200-25-26 槿(むくげ)

25-26 槿(むくげ)

2006/6/5(月)


 槿(むくげ)が咲いている。芙蓉やハイビスカスと同じ葵科に属する花だが、地味な花である。芭蕉に木の句がある。

 道の辺の木槿(むくげ)は馬に食はれけり

 立石巌氏はこの句について次のように解説している(『西行世阿弥芭蕉--自殺者の系譜』)。

 昔さむらいであった芭蕉には、馬に乗ることは旅の嬉しさの一つであったかもしれない。と、馬がぱくりと道ばたの槿を食べた。・・・咲いていた槿がぱっと失せた。槿はおそらく白であったろう。・・・
 槿には、「槿花一朝の夢」の語が隠されている。いや、白居易の「槿花一日自ら栄をなす」の詩もあったかもしれない。その瞬間を目にした芭蕉は、これまでにない素朴さで木槿を歌い上げ・・・。
 それまでは古人の作品に引きずられる形で作句してきたのだが、ここで自分の生んだ句が対等に並んだのである。

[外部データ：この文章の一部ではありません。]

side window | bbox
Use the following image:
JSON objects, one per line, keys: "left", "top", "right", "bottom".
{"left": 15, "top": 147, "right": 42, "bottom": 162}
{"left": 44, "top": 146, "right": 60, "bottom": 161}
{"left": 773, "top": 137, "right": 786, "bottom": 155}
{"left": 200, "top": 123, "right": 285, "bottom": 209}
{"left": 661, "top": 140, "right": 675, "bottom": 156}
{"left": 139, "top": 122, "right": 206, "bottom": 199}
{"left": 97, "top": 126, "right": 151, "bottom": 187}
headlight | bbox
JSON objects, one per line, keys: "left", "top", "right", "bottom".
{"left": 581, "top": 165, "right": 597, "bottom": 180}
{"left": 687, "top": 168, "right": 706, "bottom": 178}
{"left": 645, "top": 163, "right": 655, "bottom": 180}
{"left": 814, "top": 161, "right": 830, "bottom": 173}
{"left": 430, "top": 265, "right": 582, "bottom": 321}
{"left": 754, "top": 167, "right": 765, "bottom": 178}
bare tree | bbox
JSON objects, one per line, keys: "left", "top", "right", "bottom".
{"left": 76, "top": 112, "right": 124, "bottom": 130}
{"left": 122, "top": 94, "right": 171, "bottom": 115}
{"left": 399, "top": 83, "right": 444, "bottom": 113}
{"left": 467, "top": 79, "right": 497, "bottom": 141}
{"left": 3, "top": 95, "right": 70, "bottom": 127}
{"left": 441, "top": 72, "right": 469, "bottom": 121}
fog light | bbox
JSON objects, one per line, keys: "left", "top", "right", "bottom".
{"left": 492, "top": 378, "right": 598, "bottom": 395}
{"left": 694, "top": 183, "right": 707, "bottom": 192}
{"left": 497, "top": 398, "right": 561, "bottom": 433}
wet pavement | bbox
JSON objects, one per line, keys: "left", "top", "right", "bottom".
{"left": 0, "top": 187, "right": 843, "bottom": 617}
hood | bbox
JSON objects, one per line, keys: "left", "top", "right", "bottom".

 立石巌氏のこの句の捉え方は鮮烈な印象を与える。私もこの一文を読んでからは毎年この季節になると句を思い出すことになった。ところで、槿の枝は繊維が非常に強い。花の咲いている一枝を折り取ることはできない。花泥棒にはまことに不粋な花である。

 「馬がぱくりと道ばたの槿を食べた。・・・咲いていた槿がぱっと失せた。槿はおそらく白であったろう。」
 
 馬の一口で、白い槿の花がぱっと消えた。しかし、そこには花と葉が馬の歯によってむしりとられた槿の枝が残ったに違いない。その枝は芭蕉にはどのようにみえたのか。

 消えた花と残った枝。槿の花は芭蕉にとって伝統の象徴に見えたに違いない。残った枝を見て、芭蕉は悟ったに違いない。伝統からきっぱりと離別する必要はない。伝統から離別しようとしても、それは不可能である。伝統はこの槿の枝の残滓のようにしつこく残る。それでよいのではないか。芭蕉の悟りはそのようなものではなかったのか。